There are many data visualization techniques, but some common ones include charts, graphs, and maps.
Why do we use data visualization?
There are many reasons why data visualization is important. Some of the important ones have been highlighted below:
While highlighting data in a graphical form, it is easier to see patterns and trends. This can help us make better decisions and understand the implications of our decisions.
Visual representation of data makes it more comprehensible. This is important in fields such as business, where data forms the core of making decisions like investment, marketing, and strategy decisions.
Data visualization can also help us to find new insights in total. It makes it easier to comprehend the information in a glimpse. This can lead to discoveries and a better understanding of the data.
Why data visualization is so important?
Data visualization assists in a better understanding of the data. Graphically representing hence, data makes it easier to understand patterns that may otherwise skip our eyes.
What are the types of data visualization?
There are several types of data visualization, including:
- Bar charts
- Line graphs
- Scatter plots
- Pie charts
Is Microsoft Excel a data visualization tool?
Microsoft Excel isn’t visualization software. However, is a power to assess and illustrate datasets.
What should I look for in a data visualization tool?
A data visualization tool should have a range of features that allow you to manipulate and present data effectively and efficiently. Some of the key features to look for include:
- The user can load data from a variety of sources
- It allows the user to manipulate data to create custom visualizations
- One can share the visualizations with others
- Ease of sharing visualizations for use in other applications
- Customization features that allow the user to meet your specific needs
- The ability to interact with visualizations to gain deeper insights into the data
- One can create dynamic and interactive visualizations
- Easily integrate visualizations into other applications
What are some tips for creating effective data visualizations?

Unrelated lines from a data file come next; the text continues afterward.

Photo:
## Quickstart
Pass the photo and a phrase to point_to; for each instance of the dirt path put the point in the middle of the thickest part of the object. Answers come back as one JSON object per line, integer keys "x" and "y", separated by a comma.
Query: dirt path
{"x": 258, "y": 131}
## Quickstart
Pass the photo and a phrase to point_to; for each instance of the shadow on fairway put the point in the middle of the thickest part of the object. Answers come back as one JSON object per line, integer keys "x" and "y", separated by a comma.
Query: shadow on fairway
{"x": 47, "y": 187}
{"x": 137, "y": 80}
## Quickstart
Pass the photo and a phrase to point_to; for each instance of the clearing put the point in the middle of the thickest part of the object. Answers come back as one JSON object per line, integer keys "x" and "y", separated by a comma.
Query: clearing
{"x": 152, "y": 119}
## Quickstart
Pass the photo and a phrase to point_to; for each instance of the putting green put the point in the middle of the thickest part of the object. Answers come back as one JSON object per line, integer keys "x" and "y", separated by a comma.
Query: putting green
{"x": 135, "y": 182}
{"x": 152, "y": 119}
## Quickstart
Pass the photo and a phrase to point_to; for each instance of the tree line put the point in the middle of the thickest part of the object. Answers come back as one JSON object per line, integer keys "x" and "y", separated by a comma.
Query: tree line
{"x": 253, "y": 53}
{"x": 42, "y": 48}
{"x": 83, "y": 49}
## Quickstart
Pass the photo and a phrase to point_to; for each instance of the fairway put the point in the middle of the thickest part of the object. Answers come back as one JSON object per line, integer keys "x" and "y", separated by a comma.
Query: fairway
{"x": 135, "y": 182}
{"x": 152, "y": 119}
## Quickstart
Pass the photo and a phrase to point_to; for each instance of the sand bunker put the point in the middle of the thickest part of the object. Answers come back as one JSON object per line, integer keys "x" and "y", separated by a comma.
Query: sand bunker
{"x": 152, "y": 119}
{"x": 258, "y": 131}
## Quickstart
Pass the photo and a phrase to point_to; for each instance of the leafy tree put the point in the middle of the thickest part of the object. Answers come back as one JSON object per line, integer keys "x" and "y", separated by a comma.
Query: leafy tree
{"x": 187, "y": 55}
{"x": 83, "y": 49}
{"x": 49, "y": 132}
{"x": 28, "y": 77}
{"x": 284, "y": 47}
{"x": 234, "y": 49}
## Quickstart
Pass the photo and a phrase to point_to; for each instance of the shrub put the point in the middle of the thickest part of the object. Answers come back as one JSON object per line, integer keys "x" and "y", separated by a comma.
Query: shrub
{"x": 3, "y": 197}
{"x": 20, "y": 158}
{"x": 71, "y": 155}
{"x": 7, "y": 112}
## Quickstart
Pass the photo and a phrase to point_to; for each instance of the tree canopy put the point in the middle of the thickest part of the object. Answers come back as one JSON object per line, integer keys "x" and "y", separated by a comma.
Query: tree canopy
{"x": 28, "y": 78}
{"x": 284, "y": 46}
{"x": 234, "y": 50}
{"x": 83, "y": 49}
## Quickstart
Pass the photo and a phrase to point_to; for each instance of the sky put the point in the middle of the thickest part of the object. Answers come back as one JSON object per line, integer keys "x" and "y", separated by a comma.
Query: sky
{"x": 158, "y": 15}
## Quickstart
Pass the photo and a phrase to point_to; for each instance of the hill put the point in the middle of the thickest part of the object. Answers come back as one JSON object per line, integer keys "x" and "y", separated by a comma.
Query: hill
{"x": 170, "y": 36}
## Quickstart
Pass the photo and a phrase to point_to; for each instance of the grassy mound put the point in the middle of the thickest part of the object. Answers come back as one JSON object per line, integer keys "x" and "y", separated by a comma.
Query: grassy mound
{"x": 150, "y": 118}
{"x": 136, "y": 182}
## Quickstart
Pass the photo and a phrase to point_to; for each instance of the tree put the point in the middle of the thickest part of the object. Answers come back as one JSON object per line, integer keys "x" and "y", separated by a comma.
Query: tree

There are a number of different factors to consider when creating data visualizations. Some general tips to keep in mind include:
- Consider the purpose of the visualization. What do you want to communicate with the visualization?
- Consider the audience of the visualization. How much detail do they need? What do they need to know?
- Choose the appropriate type of visualization. There are various types of visualizations, each with its strengths and weaknesses.
- Consider the data. What does it tell you? What are the important trends and patterns?
- Keep it simple. Don’t try to cram too much information into one visualization.
- Make sure the visualization is accurate. Check the data and the visualization for errors.
- Test the visualization. Show it to others and get feedback. Make sure it communicates what you want it to communicate.
What are Data Visualization Tools in Python?
While Python is a versatile programming language, it also has libraries that are used for data visualization. Eg. Matplotlib and Seaborn have inbuilt modules for plotting different graphs. Matplotlib is used to embed graphs into applications, Seaborn is used for statistical graphs
Wrapping it up !!!
The purpose of data visualization is to communicate information effectively through graphical means or pictorial representation. It is one of the key components of data science and finds wider usability by data analysts and scientists to gain insights into their data. Some common types of data visualizations include line graphs, bar charts, scatter plots, and heat maps.
Data visualization is an important tool for data science because it allows data analysts and scientists to quickly and easily gain insights into their data. It also allows them to communicate their findings to others clearly and effectively. So, if you are keen to become a data scientist and are exploring the best big data applications, excelling in using the top data visualization tools is paramount.